Le vice-président du parti d’opposition Les Démocrates, Alassane Tigri, a été interpellé mercredi 28 janvier 2026 à son domicile à Cotonou, dans un contexte politique déjà tendu depuis la tentative de coup d’État de décembre 2025. La police républicaine a mené l’opération à Mènontin, l’un des quartiers de la capitale, en exécution d’un mandat d’arrêt délivré par le juge d’instruction en charge du dossier relatif à la tentative de renversement de l’ordre constitutionnel du 7 décembre 2025.
À ce stade, les autorités judiciaires n’ont pas encore communiqué officiellement sur les charges précises retenues contre Tigri, et aucun élément concret n’a été rendu public quant aux infractions visées. Les informations disponibles indiquent simplement que l’interpellation s’inscrit dans le cadre de l’enquête élargie sur les événements du 7 décembre.
L’intéressé, ancien secrétaire général du gouvernement et figure politique de premier plan, est également connu comme proche collaborateur de l’ancien président Boni Yayi. Certains médias locaux évoquent des liens familiaux présumés avec un acteur central de la mutinerie, le lieutenant-colonel Pascal Tigri, principal suspect toujours en fuite dans l’affaire du putsch manqué.
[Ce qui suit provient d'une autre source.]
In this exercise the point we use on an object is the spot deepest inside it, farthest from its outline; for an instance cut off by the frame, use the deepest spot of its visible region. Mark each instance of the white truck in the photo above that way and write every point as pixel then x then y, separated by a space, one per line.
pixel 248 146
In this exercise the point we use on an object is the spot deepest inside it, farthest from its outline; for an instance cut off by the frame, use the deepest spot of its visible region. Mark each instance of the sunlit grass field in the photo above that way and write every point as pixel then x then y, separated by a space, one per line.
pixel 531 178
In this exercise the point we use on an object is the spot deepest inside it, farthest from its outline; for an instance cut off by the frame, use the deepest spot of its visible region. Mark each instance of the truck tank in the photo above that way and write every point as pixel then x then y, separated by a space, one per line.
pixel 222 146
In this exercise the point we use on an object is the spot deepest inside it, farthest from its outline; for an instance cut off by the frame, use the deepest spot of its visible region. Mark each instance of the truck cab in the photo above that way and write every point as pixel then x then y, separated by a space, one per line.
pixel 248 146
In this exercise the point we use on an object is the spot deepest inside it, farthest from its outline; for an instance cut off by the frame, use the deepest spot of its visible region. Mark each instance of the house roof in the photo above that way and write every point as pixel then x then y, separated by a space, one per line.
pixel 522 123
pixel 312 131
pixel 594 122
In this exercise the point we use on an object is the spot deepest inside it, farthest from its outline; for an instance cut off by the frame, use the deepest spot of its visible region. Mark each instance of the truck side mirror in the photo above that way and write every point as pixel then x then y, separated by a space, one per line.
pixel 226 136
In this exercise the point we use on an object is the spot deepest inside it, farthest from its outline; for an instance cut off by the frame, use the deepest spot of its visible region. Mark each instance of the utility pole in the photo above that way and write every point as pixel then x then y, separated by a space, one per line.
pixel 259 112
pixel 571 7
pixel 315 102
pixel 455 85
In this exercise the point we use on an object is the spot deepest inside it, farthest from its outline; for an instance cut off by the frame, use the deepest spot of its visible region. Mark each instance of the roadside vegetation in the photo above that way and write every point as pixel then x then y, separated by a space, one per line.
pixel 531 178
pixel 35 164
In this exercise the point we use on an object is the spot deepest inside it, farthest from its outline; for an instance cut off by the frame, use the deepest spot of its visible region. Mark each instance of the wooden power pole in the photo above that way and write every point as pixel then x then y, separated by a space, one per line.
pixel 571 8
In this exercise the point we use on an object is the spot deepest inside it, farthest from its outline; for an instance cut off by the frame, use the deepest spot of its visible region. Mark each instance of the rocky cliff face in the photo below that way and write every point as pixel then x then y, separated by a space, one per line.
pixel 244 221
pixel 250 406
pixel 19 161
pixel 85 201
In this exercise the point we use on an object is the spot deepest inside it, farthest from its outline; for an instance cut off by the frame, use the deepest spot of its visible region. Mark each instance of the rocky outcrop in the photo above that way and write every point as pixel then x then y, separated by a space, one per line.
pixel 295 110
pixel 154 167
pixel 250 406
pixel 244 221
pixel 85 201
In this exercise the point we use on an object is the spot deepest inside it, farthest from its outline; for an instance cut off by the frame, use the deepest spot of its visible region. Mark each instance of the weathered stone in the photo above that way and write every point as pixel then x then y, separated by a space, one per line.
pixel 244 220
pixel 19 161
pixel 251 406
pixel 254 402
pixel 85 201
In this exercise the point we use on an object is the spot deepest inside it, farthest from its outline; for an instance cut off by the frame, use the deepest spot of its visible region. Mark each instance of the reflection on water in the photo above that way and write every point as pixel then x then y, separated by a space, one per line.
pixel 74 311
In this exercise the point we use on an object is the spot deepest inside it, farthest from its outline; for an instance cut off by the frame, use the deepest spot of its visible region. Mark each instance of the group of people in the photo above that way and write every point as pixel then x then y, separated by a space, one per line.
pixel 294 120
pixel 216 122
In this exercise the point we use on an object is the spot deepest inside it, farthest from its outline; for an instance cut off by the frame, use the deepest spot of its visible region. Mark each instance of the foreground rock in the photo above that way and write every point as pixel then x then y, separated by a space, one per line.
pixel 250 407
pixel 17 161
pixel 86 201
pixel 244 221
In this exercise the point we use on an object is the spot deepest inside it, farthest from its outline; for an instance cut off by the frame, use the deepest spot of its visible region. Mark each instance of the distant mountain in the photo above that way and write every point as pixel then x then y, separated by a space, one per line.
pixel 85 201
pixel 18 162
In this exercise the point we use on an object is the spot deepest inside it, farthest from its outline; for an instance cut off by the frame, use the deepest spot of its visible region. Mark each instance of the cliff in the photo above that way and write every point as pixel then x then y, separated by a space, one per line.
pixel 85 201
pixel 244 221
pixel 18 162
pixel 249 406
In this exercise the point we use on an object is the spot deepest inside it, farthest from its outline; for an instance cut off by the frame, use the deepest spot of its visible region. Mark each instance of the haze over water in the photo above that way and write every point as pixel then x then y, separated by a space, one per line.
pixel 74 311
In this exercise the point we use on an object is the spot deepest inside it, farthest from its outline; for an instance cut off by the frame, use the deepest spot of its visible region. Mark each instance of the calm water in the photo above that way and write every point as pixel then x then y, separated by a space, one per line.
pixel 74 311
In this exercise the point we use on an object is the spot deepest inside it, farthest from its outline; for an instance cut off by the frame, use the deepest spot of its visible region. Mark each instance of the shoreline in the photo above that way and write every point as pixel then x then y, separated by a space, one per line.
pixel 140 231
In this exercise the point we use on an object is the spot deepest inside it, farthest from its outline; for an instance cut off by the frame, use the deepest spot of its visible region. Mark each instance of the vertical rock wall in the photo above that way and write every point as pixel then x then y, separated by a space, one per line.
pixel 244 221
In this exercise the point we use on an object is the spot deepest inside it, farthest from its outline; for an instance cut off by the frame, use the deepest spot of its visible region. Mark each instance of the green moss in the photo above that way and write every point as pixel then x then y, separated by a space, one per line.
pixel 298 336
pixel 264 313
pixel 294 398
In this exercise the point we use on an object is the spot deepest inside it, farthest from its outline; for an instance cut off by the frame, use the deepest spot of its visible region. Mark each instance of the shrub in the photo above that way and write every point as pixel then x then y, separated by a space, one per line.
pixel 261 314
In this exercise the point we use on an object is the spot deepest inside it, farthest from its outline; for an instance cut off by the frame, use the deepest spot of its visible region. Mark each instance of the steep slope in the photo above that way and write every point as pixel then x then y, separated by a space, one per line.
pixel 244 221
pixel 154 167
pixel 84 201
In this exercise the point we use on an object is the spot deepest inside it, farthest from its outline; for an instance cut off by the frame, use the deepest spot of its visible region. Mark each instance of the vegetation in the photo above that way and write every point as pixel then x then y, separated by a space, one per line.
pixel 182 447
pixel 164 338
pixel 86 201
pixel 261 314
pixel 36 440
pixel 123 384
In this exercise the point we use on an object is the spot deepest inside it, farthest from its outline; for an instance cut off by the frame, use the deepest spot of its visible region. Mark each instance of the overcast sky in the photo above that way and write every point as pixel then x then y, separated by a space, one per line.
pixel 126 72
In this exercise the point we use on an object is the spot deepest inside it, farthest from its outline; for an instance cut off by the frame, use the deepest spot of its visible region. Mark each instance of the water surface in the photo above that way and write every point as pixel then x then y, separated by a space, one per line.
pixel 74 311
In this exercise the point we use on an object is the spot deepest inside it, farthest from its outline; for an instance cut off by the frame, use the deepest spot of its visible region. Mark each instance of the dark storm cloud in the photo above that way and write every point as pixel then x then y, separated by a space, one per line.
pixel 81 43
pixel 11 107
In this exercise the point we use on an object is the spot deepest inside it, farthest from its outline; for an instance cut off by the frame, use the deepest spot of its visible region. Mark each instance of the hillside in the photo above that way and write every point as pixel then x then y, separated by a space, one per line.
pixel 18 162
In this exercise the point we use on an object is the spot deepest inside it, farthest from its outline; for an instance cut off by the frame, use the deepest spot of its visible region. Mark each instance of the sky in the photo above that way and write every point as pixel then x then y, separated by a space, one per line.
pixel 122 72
Cette proximité aurait alimenté des interrogations dans l’opinion publique, même si rien n’a été officiellement établi à ce sujet.
Du côté de Les Démocrates, aucune réaction officielle n’a encore été publiée au moment de la rédaction. Les responsables du parti n’ont pas non plus précisé si l’arrestation était perçue comme une démarche judiciaire légitime ou comme un acte à connotation politique.
Cette interpellation intervient alors que l’enquête sur la tentative de coup d’État se poursuit, plusieurs militaires et civils ayant déjà été arrêtés ou auditionnés dans le cadre de l’affaire.
L’évolution de cette procédure, notamment les éventuelles charges formelles et la suite donnée par la justice, sera déterminante pour comprendre pleinement l’implication éventuelle d’Alassane Tigri et les répercussions politiques de son arrestation.